Collecting, Managing, and Sharing Data Using the StraboSpot Digital Data System in the Field and Lab: Examples from the Western U.S.
Alexandra Snell, Texas A&M University
Maureen Kahn, University of Wisconsin, Madison
Julie Newman, Texas A&M University
Basil Tikoff, University of Wisconsin, Madison
J. Douglas Walker, University of Kansas
Whether in the field or in the lab, structural geologists need a system that makes spatial data easy to compile, access, analyze, and share. The StraboSpot digital data system provides geologists with the infrastructure to collect, manage, explore, and share data digitally. StraboSpot is both a graph database for the storage of new and legacy data, and a robust data visualization and analysis tool. StraboSpot was designed for optimum usability and accessibility, regardless of the user's environment. Access to the database is not limited by device or location, users can access the system via multiple devices, including: 1) a field-based mobile application that runs on iOS and Android mobile devices, and 2) a desktop system. The StraboSpot system is inherently a spatial data system, and can incorporate field and laboratory data at any scale, while maintaining geographic and spatial relationships. At present the StraboSpot system includes structural field data, and is expanding to include sedimentology, petrology, experimental, and microstructural data.
We demonstrate the use of the StraboSpot digital data system through examples of field data collection and imported legacy data from two study areas in the western U.S.; the Twin Sisters ultramafic massif, WA, and the Western Idaho Shear Zone, ID. These two use cases highlight the utility and robust nature of StraboSpot, and how the system helps facilitate the user's workflow. The Twin Sisters ultramafic massif contains a serpentinized strike-slip fault zone that cross cuts high temperature mantle fabrics.
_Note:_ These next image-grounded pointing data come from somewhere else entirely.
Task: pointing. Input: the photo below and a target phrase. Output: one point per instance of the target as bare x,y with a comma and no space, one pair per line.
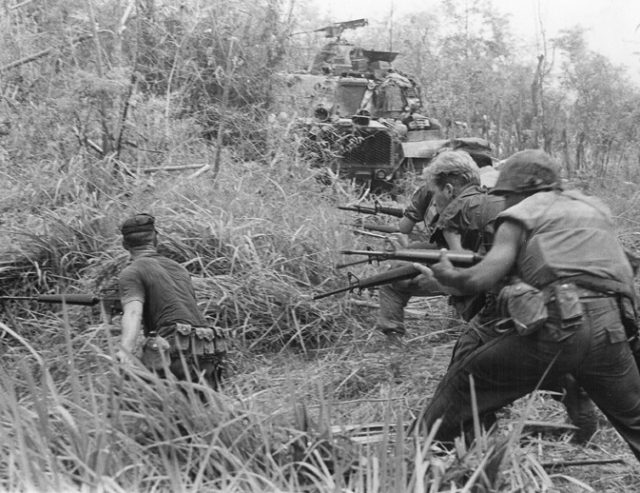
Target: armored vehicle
361,118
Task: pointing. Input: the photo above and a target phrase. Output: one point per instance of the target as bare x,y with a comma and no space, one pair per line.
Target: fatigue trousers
510,366
394,297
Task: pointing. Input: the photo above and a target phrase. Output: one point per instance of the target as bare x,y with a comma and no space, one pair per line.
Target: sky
613,26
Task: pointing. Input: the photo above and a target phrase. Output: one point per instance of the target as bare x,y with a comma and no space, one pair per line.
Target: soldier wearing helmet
571,310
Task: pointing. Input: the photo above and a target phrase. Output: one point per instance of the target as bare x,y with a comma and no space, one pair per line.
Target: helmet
527,171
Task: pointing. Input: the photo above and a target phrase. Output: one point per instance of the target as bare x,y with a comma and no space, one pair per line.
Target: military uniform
471,215
178,338
572,257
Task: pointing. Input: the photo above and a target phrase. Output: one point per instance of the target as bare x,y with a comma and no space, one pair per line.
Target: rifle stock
392,275
381,228
376,209
427,257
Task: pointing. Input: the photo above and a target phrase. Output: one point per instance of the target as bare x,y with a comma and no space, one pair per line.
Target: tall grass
259,241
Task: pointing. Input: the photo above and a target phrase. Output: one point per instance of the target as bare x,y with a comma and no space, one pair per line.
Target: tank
359,117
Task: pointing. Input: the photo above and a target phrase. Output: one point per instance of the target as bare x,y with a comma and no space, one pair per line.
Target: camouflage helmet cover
527,171
138,223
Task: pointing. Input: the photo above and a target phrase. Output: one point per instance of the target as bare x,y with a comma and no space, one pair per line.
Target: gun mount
359,112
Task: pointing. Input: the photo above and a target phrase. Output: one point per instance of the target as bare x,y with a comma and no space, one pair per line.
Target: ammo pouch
194,341
156,353
567,304
523,306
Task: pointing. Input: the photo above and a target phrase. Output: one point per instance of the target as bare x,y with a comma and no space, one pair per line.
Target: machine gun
336,29
376,209
109,305
399,273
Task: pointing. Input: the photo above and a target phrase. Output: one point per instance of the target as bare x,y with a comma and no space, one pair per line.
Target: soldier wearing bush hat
563,248
158,298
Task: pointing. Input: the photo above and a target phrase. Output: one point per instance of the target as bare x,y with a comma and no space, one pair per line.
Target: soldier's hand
439,271
397,241
124,357
443,268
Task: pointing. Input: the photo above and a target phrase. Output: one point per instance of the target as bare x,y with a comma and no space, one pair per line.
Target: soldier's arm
131,324
406,225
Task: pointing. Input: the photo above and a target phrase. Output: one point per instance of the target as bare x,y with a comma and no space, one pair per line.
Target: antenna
390,25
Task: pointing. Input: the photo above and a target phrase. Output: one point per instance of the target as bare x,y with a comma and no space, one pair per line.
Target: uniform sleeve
420,202
131,286
454,218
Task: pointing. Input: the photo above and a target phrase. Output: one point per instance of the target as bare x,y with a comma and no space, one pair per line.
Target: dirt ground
364,379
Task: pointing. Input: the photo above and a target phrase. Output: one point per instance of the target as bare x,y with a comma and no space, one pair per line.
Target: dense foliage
109,108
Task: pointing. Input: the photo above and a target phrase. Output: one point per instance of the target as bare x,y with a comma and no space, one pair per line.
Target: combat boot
580,408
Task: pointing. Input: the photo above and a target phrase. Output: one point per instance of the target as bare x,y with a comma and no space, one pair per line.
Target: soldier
157,292
453,185
572,311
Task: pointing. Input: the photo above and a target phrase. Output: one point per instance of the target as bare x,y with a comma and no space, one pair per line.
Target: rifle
109,305
392,275
377,208
419,256
381,228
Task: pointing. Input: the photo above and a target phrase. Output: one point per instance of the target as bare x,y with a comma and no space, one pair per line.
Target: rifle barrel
331,293
69,299
420,256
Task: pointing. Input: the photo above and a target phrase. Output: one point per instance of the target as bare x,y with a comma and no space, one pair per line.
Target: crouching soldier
157,294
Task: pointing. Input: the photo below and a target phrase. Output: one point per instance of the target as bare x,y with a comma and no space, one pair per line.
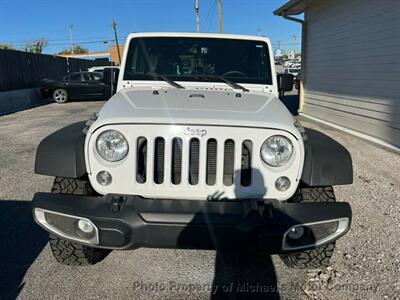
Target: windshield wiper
227,81
166,79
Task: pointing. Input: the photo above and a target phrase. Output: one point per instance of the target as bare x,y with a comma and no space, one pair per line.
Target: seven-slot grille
179,162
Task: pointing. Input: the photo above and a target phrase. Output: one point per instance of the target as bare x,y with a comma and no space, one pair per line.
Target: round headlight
112,145
276,150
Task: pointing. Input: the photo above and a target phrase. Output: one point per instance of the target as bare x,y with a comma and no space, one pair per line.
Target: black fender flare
62,153
326,161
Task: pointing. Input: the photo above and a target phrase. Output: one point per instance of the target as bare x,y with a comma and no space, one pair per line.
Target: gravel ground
366,263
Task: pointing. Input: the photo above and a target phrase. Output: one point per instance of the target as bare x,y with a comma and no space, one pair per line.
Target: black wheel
67,252
60,95
321,256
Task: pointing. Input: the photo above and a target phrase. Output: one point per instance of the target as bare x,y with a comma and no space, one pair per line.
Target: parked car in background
78,86
102,68
293,71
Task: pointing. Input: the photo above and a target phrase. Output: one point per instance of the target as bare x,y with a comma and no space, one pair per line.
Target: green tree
36,46
76,49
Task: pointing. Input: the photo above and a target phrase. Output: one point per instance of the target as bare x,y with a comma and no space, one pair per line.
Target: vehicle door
74,85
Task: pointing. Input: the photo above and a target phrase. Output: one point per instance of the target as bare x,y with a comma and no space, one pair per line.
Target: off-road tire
67,252
321,256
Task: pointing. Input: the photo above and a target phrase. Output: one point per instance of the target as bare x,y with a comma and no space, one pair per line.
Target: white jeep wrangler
195,151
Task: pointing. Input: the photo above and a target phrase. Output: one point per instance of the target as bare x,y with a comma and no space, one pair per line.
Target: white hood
196,107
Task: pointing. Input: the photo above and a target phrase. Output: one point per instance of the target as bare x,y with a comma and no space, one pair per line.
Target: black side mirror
107,76
115,77
285,84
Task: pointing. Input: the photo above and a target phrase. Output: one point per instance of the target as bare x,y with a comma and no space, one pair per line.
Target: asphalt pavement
366,263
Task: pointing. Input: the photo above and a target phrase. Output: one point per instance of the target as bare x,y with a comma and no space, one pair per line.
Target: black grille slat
211,169
141,148
159,152
229,157
176,164
194,157
245,176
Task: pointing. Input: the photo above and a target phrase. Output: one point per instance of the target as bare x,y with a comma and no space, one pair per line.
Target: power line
220,16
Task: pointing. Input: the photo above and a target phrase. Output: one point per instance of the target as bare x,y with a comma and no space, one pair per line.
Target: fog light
104,178
282,183
296,232
85,226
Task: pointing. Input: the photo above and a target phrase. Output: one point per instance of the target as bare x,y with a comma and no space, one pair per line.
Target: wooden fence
20,70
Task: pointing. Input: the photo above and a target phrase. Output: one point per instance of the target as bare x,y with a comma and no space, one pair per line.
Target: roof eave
291,8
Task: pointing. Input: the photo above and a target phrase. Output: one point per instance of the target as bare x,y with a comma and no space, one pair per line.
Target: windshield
198,59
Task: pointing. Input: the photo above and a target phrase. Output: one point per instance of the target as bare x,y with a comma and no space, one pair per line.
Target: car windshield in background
198,59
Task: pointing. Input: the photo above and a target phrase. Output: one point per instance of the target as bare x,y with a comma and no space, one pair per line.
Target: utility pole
196,8
295,43
220,15
70,37
114,25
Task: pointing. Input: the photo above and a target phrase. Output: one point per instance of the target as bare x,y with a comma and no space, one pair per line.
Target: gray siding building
351,64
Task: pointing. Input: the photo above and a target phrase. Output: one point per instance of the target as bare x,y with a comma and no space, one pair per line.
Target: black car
78,86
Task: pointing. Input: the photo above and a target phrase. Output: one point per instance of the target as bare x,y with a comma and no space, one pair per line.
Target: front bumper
128,222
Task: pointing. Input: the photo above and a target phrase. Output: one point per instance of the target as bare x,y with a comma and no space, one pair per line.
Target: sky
24,20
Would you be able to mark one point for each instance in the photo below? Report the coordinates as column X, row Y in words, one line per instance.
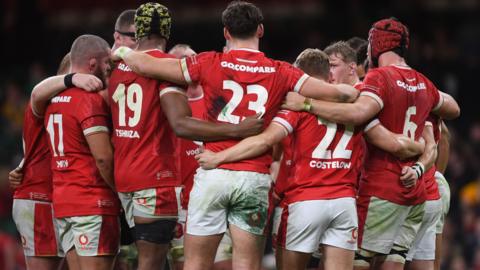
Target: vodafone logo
column 83, row 239
column 354, row 236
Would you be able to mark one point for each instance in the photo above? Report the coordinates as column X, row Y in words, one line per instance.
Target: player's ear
column 260, row 30
column 92, row 64
column 226, row 34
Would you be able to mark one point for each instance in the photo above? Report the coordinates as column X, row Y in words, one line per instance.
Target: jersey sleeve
column 93, row 114
column 373, row 86
column 192, row 66
column 294, row 77
column 287, row 119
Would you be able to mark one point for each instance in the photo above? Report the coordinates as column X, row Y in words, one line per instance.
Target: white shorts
column 90, row 235
column 37, row 227
column 423, row 247
column 383, row 224
column 444, row 189
column 224, row 251
column 307, row 224
column 155, row 203
column 220, row 196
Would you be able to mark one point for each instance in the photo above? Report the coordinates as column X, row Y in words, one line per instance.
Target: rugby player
column 85, row 205
column 389, row 213
column 32, row 180
column 186, row 166
column 145, row 115
column 239, row 83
StraboSpot incorporates legacy field data, including structural measurements, fault transects, outcrop photos, samples and thin section images. The Western Idaho Shear Zone is a structurally complex region, consisting of multiple lithologies, and demonstrates both StraboSpot's utility when importing legacy field data, and functionality in a field trip setting. In both examples, the database supports the user's research via detailed forms for recording, organizing, searching and sorting all data. StraboSpot provides a single place for interconnected, georeferenced geologic data at every spatial scale. The expanding uses and continued development of StraboSpot will allow for greater access to new types of data through easily searchable compilations of large datasets, and tools for visualization and analysis.